KIRA NAM GREENE
Good Fortune
Acacophony of color and texture cascades all around Brooklyn artist Kira Nam Greene’s paintings. Paisley, art deco, avant-garde, Mondrian-like abstraction, check and trellis, brocade and floral, quilted squares, foliage, decorative objects—it’s a cataclysmic mash-up of style and design that seems to explode within every square inch of Greene’s creations. And yet, never lost in the beautiful madness of color are her female figures, each resiliently anchored within the vibrant world that has grown around them.
“I actually have no idea how the picture will turn out when I start it,” Greene says. “I just know to start with the figure, then I give myself problems that I can solve. But it always comes back to the figure.”
Greene’s new show, Women in Possession of Good Fortune, will highlight her new figure paintings beginning November 7 at Lyons Wier Gallery in New York City. The new works will primarily be from her series Tribal Council, which has evolved from still life works to these larger figure pieces. “The subjects are women in creative fields, posed to echo historical figurative paintings.
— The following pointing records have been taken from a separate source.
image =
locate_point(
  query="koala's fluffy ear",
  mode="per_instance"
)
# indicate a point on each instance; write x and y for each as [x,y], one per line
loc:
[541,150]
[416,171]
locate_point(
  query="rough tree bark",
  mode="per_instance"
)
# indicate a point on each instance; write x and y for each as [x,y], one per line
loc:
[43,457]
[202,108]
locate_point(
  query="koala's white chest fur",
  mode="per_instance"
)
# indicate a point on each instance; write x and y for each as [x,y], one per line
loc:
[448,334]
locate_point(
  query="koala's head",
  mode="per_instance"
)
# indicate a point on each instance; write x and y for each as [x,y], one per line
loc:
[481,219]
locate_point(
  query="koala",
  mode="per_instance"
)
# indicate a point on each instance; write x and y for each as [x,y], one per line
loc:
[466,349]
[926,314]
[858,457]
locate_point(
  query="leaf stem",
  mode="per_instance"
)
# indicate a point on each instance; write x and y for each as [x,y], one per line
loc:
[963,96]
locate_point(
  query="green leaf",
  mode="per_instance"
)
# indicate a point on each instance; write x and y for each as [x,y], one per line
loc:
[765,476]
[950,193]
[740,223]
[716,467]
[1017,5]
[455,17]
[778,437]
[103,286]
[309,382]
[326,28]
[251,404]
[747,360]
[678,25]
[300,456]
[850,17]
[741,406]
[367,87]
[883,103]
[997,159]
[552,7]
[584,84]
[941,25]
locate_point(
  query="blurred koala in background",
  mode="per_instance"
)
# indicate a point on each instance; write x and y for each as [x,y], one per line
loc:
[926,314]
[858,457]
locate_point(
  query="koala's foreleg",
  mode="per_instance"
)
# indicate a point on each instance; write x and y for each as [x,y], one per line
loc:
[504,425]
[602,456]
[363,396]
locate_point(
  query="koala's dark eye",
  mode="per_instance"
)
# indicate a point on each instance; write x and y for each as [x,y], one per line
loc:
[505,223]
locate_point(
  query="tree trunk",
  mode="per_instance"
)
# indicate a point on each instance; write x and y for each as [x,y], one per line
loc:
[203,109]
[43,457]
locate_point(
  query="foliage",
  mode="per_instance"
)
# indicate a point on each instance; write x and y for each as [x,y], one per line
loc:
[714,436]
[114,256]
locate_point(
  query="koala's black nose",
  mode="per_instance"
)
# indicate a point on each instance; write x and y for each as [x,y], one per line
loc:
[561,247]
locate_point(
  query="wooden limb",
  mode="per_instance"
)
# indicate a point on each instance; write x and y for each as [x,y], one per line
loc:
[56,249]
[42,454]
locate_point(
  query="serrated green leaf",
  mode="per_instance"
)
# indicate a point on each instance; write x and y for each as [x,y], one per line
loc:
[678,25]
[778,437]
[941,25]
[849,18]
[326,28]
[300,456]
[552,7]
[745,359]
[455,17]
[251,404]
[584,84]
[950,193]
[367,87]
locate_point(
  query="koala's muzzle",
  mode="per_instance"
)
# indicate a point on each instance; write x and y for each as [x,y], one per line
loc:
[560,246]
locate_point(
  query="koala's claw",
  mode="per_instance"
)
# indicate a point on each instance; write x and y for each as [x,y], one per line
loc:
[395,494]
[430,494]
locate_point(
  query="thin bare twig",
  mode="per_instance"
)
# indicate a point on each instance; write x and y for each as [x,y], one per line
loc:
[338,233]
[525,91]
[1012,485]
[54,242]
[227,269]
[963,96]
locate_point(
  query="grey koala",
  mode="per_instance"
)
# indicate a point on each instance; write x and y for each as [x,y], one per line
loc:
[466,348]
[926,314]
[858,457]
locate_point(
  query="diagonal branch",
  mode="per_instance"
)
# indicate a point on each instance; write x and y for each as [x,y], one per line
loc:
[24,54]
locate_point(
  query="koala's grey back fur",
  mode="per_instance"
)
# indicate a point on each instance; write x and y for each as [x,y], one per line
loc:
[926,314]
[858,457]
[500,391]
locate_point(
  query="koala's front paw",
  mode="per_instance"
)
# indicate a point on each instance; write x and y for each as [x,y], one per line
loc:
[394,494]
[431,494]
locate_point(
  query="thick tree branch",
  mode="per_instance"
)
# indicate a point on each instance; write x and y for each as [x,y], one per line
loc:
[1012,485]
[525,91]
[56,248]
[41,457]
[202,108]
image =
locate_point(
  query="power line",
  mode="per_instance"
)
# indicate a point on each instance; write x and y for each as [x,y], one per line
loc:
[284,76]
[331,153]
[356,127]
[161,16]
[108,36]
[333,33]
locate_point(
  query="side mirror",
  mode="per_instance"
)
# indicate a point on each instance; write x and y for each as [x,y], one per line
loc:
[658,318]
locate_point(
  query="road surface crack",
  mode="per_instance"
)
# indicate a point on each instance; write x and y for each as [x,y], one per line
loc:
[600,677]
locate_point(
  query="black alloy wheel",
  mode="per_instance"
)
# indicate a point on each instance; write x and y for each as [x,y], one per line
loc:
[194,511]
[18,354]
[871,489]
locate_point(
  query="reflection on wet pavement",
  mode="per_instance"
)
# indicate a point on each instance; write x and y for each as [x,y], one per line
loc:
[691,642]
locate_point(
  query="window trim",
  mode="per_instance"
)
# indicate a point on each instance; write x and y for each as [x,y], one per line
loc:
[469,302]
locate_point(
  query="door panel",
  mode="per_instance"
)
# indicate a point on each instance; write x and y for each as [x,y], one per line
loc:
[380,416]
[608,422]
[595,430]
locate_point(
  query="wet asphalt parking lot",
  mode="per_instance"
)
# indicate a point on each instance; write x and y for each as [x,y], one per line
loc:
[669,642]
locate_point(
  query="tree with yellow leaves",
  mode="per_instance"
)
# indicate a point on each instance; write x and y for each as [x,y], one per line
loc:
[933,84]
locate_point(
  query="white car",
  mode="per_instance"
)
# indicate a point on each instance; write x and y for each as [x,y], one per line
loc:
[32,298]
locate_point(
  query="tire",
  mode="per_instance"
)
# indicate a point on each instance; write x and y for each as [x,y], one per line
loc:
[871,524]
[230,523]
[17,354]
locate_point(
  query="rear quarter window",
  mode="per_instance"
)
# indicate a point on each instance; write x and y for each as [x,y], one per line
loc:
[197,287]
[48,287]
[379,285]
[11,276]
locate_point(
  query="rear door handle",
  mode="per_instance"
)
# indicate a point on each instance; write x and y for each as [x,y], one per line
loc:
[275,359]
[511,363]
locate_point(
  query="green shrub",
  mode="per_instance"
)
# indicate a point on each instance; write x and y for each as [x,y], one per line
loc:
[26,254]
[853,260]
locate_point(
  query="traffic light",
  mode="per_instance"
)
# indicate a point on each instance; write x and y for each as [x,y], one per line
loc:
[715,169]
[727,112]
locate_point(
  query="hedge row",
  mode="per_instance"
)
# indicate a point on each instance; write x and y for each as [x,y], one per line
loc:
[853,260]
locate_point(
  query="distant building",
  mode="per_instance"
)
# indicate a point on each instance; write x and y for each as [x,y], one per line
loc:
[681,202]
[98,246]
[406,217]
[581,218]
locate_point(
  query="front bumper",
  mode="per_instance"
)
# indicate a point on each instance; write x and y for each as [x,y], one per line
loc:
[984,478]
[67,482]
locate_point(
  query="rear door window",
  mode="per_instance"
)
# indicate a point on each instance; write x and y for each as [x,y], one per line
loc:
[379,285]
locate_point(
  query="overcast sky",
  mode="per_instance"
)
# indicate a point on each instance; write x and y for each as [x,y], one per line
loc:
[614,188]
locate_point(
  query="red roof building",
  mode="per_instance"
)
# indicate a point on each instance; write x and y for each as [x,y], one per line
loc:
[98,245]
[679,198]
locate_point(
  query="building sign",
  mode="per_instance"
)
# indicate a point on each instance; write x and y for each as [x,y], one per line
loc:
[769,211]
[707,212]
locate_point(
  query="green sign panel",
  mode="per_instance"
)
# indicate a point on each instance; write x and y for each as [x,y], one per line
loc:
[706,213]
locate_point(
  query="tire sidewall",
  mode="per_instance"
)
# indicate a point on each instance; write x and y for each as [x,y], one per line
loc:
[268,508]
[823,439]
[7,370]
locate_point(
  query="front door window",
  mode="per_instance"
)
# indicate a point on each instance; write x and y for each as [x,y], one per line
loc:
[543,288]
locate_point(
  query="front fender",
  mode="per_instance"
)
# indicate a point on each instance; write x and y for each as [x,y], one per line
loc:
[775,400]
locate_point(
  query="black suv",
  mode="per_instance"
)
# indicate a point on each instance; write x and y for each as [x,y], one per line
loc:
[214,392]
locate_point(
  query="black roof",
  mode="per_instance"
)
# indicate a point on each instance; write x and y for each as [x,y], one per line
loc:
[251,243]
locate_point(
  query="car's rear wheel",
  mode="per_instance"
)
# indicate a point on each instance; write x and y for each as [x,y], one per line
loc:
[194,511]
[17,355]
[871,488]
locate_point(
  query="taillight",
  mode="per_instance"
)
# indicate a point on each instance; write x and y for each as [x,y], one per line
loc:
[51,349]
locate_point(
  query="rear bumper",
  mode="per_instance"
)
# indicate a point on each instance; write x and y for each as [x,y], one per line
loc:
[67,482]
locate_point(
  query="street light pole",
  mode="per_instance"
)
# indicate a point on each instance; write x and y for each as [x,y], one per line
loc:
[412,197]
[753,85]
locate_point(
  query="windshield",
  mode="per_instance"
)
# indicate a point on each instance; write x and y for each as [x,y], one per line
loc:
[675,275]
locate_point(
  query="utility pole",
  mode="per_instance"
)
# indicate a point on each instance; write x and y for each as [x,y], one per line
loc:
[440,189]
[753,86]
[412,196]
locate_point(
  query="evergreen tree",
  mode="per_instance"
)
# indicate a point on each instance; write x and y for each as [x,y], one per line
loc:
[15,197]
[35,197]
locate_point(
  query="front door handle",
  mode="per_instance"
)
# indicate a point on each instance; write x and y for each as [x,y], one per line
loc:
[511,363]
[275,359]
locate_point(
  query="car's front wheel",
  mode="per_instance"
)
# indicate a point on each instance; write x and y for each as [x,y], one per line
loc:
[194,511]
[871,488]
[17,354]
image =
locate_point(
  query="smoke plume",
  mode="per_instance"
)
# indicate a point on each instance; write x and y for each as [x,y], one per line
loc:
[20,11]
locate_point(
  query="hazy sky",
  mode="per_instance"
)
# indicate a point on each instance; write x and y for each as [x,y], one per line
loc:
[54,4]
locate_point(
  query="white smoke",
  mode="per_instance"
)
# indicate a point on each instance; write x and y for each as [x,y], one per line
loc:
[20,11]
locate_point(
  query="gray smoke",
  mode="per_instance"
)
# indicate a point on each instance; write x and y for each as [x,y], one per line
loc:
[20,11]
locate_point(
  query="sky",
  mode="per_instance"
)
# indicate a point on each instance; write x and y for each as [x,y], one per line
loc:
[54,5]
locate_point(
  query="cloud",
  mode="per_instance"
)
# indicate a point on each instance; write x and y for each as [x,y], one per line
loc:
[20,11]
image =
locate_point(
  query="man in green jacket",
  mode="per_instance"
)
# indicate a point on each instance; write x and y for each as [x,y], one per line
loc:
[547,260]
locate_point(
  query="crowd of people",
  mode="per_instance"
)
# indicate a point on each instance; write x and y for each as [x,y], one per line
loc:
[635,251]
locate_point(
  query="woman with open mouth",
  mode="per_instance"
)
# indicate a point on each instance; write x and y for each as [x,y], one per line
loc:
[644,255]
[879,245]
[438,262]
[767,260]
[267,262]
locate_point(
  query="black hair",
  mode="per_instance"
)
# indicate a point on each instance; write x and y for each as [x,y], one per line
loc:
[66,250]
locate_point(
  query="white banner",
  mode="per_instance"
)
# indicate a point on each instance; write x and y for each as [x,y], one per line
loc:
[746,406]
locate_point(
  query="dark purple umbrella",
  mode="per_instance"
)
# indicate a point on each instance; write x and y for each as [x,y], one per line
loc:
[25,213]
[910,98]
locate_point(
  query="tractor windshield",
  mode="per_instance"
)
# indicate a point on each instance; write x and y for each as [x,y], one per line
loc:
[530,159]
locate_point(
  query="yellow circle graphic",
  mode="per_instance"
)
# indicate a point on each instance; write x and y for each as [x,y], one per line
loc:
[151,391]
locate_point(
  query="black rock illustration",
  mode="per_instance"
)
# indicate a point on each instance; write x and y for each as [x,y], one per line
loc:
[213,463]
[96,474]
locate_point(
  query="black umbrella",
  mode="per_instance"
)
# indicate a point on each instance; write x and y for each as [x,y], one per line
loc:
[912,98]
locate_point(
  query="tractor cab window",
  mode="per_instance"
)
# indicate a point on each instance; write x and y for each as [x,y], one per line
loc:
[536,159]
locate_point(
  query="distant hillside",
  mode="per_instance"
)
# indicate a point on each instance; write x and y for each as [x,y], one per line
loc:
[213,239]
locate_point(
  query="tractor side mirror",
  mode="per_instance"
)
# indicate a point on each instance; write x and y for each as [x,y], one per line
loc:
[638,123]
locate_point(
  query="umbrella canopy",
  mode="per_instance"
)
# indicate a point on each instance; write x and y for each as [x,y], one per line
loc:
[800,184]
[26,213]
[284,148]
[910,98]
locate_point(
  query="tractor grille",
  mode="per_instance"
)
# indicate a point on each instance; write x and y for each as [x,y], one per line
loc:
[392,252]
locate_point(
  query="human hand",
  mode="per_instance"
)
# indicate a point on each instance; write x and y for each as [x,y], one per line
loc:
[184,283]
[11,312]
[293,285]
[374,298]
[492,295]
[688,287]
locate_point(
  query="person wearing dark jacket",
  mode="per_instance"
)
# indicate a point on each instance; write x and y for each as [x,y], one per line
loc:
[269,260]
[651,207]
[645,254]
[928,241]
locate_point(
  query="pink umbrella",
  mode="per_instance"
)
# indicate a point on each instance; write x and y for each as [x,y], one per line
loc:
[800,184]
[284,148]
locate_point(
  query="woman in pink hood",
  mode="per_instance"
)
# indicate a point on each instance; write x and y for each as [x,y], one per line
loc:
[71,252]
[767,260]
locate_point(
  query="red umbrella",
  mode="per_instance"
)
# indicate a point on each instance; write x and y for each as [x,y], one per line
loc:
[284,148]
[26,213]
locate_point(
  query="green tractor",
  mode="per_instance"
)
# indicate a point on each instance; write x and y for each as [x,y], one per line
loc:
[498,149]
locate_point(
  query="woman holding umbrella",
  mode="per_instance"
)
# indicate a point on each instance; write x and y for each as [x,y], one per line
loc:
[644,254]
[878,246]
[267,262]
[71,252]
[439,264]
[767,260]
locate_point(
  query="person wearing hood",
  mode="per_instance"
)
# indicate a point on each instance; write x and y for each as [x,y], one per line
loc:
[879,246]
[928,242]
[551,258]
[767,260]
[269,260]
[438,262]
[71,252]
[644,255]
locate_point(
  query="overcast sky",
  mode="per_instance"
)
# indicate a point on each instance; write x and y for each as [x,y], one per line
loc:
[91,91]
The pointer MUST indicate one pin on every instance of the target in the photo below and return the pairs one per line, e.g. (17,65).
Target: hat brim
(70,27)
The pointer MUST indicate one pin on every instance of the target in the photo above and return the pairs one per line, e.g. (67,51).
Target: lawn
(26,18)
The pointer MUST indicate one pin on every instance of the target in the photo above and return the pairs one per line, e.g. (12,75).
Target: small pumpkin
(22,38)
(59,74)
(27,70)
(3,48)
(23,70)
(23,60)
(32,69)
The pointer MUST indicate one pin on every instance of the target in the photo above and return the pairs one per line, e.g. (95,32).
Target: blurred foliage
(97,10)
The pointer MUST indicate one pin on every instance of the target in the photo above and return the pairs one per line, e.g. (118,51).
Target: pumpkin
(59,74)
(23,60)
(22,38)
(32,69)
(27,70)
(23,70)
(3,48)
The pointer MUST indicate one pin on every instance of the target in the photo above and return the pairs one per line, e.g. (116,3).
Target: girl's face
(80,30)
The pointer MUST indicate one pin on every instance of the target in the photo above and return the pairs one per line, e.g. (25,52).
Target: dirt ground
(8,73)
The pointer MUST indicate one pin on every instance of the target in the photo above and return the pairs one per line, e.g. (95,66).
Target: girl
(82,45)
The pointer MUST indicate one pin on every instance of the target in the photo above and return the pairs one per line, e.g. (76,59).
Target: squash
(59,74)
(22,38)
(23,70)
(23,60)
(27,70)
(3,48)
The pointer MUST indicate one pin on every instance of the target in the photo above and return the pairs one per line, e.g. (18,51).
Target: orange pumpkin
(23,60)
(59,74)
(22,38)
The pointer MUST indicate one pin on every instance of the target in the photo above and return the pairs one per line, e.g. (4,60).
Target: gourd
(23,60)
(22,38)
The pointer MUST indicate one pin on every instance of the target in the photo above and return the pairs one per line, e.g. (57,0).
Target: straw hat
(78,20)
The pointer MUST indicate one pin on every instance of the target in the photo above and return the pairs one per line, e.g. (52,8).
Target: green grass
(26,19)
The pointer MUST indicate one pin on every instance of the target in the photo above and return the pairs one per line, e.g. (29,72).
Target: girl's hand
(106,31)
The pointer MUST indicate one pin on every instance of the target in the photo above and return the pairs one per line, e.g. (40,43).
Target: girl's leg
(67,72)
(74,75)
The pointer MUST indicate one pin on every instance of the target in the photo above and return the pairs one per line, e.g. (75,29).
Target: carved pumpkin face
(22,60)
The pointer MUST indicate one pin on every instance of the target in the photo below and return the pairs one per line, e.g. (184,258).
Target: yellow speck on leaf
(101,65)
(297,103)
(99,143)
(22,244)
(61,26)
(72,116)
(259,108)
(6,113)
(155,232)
Interviews and research into their working lives generate ways for me to render pictorially—through allusions, icons, objects, patterns and symbols—the rich pershonhood of my subjects,” Greene says. “I depict the human figure in a meticulously realist style at the center of the compositions, surrounding them with design elements from widely dispersed cultures as a testament to the deep history of transnational cultural exchanges.”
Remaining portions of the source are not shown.